法案の立案姿勢における日英の比較

法案の立案姿勢について、我が国とイギリスでは次のような違いがあるとのことである。

……より具体的な条文起草に当たっての心構えについても、日英間に相違があるようである。日本では、条文の立案に当たっては、法的安定性や法体系の整合性を重視するという見地から、「同じことは同じように」表現し、また、できる限り既存の現行法に倣うというのが通例であり、また立案の要諦であるとされている。 
これに対し、OPC*1では、既存の法律を見つけてきて新たな法律案を立案しようとするのは、「素人が犯す失敗」であるとすら考えられている。(憲法調査研究会「英国流「閣法」のつくり方」『時の法令NO.1865』(P63〜))

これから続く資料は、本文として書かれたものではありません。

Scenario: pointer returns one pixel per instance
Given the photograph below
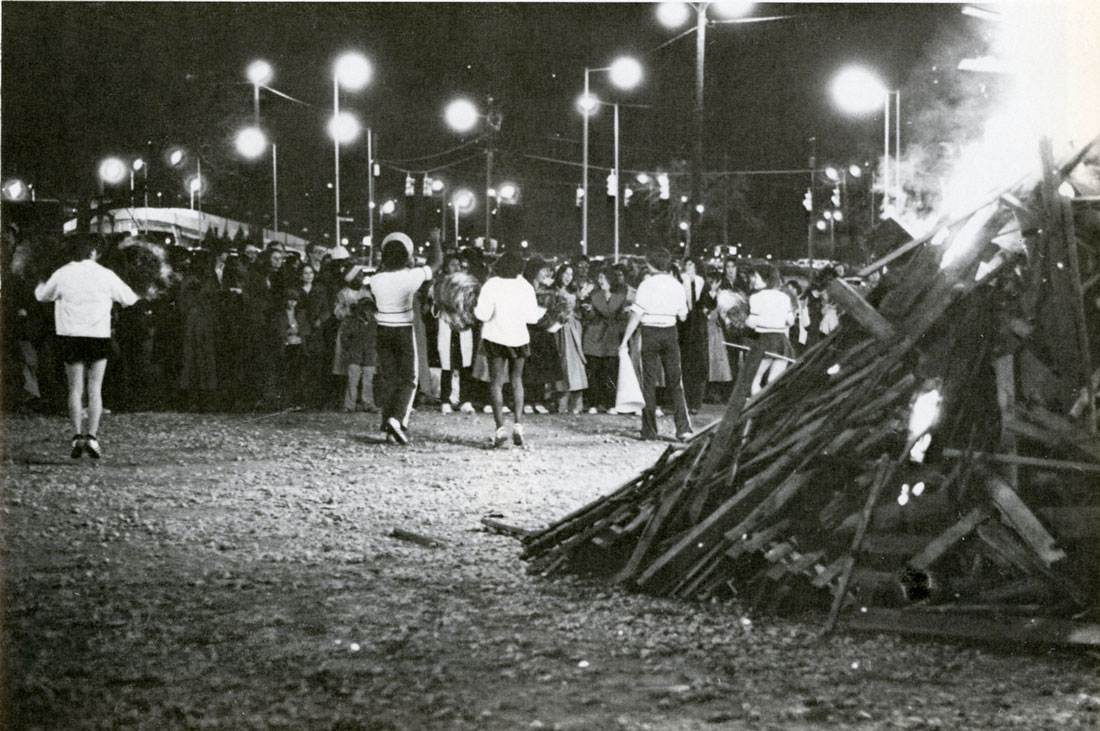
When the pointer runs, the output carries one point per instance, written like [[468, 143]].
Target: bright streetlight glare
[[856, 90], [260, 73], [14, 190], [587, 103], [672, 14], [112, 170], [729, 9], [251, 142], [625, 73], [352, 72], [463, 199], [343, 128], [461, 115]]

我が国において、前例を参照すべきとされている理由は、用語や表現が法律ごとに異なっていると、どうしてもその解釈が分かれてしまって定まらず、したがって法律の運用ができないということになるからであるといわれている(山本庸幸『実務立法演習』(P40)参照)。
しかし、大橋洋一『政策実施』(P18〜)では、我が国では法律の制定までに予想される省内での承認、他省間協議、閣議決定、与党折衝、業界団体との調整等を円滑にすませるために理論武装が必要不可欠であること、立法準備作業が各省単位でOJTによって伝承されているからであることをその理由として挙げている。
そして、こうした立案姿勢について同書(P19)では、実務の観点からみれば無難であるが、他方で、思い切った新規立法の可能性を妨げるといった副作用をもたらしてきたと評価している。
さらに私は、前例を参照して立案する場合には、往々にして似たような規定を見つけると、その規定の意味を十分に考慮することなく、安易に用いてしまうという弊害があると感じていた。
このような弊害は、イギリスのようなやり方であれば防ぐことができるであろう。ただし、イギリスのやり方は、判例法の国であるから許されるのかもしれない。*2

*1:OPC(Office of the Parliamentary Counsel)は、イギリスにおける政府の一機関であり、閣僚提出法案を起草することを主な職務とする(憲法調査研究会「英国流「閣法」のつくり方」『時の法令NO.1865』(P58)参照)。一般に「法制局」と訳されることが多いが、日本の法制局とは位置付け・職務が異なる(OPCは、各省からの指示書に基づいて自ら条文案を起草するのであり、また、法令解釈については権限を持っていない)(憲法調査研究会「法案提出は「運」次第」『時の法令NO.1863』(P57〜)参照)。

*2:ただし、イギリスにおいても、公法の分野においては、現代のいわゆる行政国家の下、国家の複雑かつ多様な行政活動を法的に支えるため、特定の政策分野については、ある程度体系的な議会制定法が定められるようになっているようである(憲法調査研究会「法案提出は「運」次第」『時の法令NO.1863』(P55)参照)。